Los jinetes samurais hicieron circular la orden a gritos. Llegó entonces la orden de que descansaran. Los jinetes desmontaron y los infantes se detuvieron de inmediato. Exhalando suspiros de alivio, se dejaron caer en la hierba sin decir nada.

Al otro lado del río, el castillo de Kiyosu parecía minúsculo. Uno de los samurais era el hermano menor de Oda Nobuhide, Yosaburo, el cual se sentó en un escabel y se quedó mirando el cielo, rodeado por media docena de servidores silenciosos.

Los hombres se vendaron las heridas de brazos y piernas. A juzgar por la palidez de sus rostros, era evidente que habían sufrido una gran derrota, pero eso no importaba lo más mínimo a los niños, los cuales, cuando veían sangre, se transformaban ellos mismos en héroes ensangrentados, y al ver el brillo de lanzas y picas se convencían de que el enemigo había sido aniquilado y se sentían llenos de orgullo y excitación.
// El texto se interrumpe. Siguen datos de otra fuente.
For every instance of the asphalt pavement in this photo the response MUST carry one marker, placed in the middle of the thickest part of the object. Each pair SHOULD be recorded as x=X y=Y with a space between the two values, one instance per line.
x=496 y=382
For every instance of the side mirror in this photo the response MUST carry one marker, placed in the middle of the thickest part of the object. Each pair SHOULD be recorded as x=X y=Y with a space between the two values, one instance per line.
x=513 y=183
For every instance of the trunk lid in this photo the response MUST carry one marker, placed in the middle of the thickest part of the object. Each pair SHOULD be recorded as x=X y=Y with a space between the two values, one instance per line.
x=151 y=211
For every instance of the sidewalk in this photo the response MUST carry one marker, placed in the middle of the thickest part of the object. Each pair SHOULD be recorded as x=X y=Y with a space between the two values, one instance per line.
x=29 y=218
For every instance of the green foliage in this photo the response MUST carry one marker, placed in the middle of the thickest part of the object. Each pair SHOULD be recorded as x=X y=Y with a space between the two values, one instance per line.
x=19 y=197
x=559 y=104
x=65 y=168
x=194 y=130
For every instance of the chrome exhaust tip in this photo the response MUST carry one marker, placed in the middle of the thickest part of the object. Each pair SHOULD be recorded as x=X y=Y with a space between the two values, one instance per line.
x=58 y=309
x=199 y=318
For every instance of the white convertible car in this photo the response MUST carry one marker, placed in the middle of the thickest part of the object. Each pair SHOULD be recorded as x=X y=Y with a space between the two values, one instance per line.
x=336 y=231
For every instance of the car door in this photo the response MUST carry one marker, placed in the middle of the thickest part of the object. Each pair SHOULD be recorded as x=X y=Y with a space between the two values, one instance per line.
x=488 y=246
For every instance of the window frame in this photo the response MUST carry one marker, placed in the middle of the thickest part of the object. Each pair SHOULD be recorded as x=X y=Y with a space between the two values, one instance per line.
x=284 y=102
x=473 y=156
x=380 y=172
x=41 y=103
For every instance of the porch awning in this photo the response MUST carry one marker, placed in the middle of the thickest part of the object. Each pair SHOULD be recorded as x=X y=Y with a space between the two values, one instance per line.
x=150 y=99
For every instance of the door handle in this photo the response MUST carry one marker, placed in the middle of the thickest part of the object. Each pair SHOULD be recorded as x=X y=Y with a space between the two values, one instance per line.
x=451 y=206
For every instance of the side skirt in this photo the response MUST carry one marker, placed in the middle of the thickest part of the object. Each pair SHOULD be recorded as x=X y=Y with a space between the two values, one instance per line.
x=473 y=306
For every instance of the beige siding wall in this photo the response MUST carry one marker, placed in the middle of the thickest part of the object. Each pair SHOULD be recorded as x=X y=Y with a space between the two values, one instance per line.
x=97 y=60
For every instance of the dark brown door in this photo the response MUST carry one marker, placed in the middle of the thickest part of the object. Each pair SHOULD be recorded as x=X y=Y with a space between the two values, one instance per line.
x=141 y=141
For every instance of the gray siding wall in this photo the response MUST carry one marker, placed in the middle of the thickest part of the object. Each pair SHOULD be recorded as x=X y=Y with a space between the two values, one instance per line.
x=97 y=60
—¡Hachiman! ¡Hachiman! ¡Victoria!

Una vez los caballos hubieron bebido, los niños también les arrojaron flores y los vitorearon.

Un samurai que estaba al lado de su caballo vio a Hiyoshi y le dijo:

—¡Hijo de Yaemon! ¿Cómo está tu madre?

—¿Hablas conmigo?

Hiyoshi se acercó al hombre y le miró alzando su carita mugrienta. El samurai asintió y puso una mano en la cabeza sudorosa de Hiyoshi. No tendría más de veinte años. Al pensar en que aquel hombre acababa de regresar del combate y notar el peso del guantelete de cota de malla en la cabeza, una sensación de gloria sobrecogió a Hiyoshi.